LONDON: Prime Minister Theresa May will chair a discussion on Brexit and the economy at the first meeting of a new business council on Thursday, a bid to rebuild bridges with companies concerned over Britain’s departure from the EU.
After losing the governing Conservatives’ parliamentary majority at an ill-judged election last month, May has stepped up efforts to engage with business after some firms criticized her government for failing to address their worries over Brexit.
Many companies have urged the government to push the EU to agree a clear and lengthy transitional arrangement after Britain leaves the bloc in 2019 to help them make investment decisions.
The meeting marks a shift for May, whose former aides had wanted to break what they felt was an overly cosy relationship between big business and government before her authority was weakened at the June election.
“Theresa May will tomorrow chair the first meeting of a new business council, which will provide a direct link to business on the government’s Brexit strategy, as well as looking at wider issues such as the development of a modern industrial strategy and steps to boost the nation’s economy,” May’s spokesman said.
The council would meet regularly and its cast list would change on a “rolling basis to ensure broad representation across different sectors and industries over time,” the spokesman added.
Alongside the new business council, there will be regular meetings with Britain’s five main trade organizations chaired by finance minister Philip Hammond, business minister Greg Clark and Brexit minister David Davis to focus on Brexit.
Meanwhile, a government source said on Wednesday that Britain will probably set up fewer than 10 new regulators after leaving the EU.
Untangling decades of complex legal ties between Britain and the EU is seen as one of the most difficult technical challenges of enacting last year’s Brexit vote, and also one of the most crucial for the future of the world’s fifth largest economy.
Uncertainty over the future of sector-by-sector regulation, much of which is currently handled at EU level, is a major concern for firms operating in dozens of industries such as banking, pharmaceuticals and aviation.
Business lobbying group the Confederation of British Industry has previously suggested that 34 EU regulators will no longer have jurisdiction in Britain after Brexit.
The government set out how it plans to translate EU law into British law last week when it publish legislation known as the repeal bill.
A government source said an assessment of which new regulators would be required under the repeal bill is expected to be a low number, and probably less than 10.

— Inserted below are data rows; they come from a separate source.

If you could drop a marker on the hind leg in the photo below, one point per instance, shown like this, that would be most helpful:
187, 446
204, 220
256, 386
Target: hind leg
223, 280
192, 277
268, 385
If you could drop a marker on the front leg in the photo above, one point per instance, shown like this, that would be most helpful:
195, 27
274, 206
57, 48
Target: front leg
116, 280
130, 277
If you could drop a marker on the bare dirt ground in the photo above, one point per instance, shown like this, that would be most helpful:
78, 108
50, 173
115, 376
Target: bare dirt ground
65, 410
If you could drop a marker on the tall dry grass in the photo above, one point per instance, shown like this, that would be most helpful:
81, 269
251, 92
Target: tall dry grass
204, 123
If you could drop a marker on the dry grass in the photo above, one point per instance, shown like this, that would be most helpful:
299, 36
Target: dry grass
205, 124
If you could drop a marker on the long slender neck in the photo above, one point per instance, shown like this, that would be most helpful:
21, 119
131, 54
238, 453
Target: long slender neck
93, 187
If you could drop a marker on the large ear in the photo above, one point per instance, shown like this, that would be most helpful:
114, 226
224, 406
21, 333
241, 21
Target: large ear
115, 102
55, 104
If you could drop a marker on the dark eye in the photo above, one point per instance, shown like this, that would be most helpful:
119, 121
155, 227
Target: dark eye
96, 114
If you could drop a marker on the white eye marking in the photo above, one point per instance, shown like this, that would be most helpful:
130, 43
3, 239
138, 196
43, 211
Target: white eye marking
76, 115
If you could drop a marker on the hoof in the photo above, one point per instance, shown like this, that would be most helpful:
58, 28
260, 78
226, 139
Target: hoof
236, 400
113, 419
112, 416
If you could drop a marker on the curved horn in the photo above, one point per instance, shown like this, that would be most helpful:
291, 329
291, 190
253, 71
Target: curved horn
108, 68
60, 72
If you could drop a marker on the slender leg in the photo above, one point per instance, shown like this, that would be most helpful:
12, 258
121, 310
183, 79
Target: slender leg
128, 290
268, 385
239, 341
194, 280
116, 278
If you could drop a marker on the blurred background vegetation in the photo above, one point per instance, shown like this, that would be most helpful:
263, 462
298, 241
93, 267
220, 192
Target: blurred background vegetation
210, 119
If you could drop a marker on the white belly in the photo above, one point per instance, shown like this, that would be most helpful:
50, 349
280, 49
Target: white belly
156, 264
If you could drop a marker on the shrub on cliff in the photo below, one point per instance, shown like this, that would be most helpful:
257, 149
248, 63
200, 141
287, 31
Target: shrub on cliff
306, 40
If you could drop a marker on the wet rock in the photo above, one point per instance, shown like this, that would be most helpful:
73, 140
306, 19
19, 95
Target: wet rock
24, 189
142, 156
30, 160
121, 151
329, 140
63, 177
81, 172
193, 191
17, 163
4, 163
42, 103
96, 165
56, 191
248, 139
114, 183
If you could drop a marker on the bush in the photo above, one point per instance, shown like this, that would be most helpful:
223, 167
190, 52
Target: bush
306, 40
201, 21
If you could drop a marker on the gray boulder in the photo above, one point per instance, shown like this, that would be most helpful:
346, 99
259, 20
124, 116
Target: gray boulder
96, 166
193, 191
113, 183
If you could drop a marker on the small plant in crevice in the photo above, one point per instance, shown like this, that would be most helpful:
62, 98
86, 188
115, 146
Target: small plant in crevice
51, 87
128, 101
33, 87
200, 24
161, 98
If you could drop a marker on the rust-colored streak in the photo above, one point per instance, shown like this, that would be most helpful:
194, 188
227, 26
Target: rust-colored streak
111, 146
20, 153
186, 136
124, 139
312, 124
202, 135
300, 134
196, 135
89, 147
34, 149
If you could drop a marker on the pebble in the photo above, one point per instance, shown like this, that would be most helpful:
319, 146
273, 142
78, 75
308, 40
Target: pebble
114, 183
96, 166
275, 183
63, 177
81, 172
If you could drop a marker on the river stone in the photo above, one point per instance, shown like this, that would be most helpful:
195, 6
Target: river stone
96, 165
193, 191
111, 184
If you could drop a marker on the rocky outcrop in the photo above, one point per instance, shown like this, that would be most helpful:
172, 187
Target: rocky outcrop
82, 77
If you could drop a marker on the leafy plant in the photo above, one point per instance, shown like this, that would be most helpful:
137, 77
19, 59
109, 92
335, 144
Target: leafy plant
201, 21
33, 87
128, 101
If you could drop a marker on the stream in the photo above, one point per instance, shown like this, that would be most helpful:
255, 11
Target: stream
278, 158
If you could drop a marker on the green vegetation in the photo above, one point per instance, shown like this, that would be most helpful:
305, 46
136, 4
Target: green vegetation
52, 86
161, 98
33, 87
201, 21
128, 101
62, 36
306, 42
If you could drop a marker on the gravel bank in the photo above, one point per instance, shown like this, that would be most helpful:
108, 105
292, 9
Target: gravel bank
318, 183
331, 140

A source close to May also said the number would most likely be in single figures.
The government source did not detail which industries might need a new regulator.
Some firms have already raised the possibility that they would choose to relocate to avoid the higher costs associated with regulatory uncertainty.
Specifically, firms worry whether domestic regulation regimes will allow them to access EU markets, whether British and EU rules will diverge over time, and if they will be asked to bear the cost of setting up new industry watchdogs.
“Far from the Brexit bonfire of bureaucracy promised by Leave campaigners, new regulators with different rules from those in the EU could cause a real red-tape headache for British businesses,” said James McGrory, Executive Director of Open Britain, a cross-party pro-EU campaigning group.
For example leaving the nearly 900-person European Medicines Agency, which is set to move from its current base in London, would mean Britain would need a standalone UK regulator to decide if drugs are fit for use.
Since companies must pay fees to have new drugs assessed and separate filings involve extra work, the cost of accessing a British market that accounts for only 2-3 percent of global sales would likely delay the introduction of new medicines into the UK.
“Good regulators do not come cheap and ministers need to come clean about the cost to the taxpayer, who were promised a Brexit windfall for our public services like the NHS (National Health Service) instead,” McGrory said.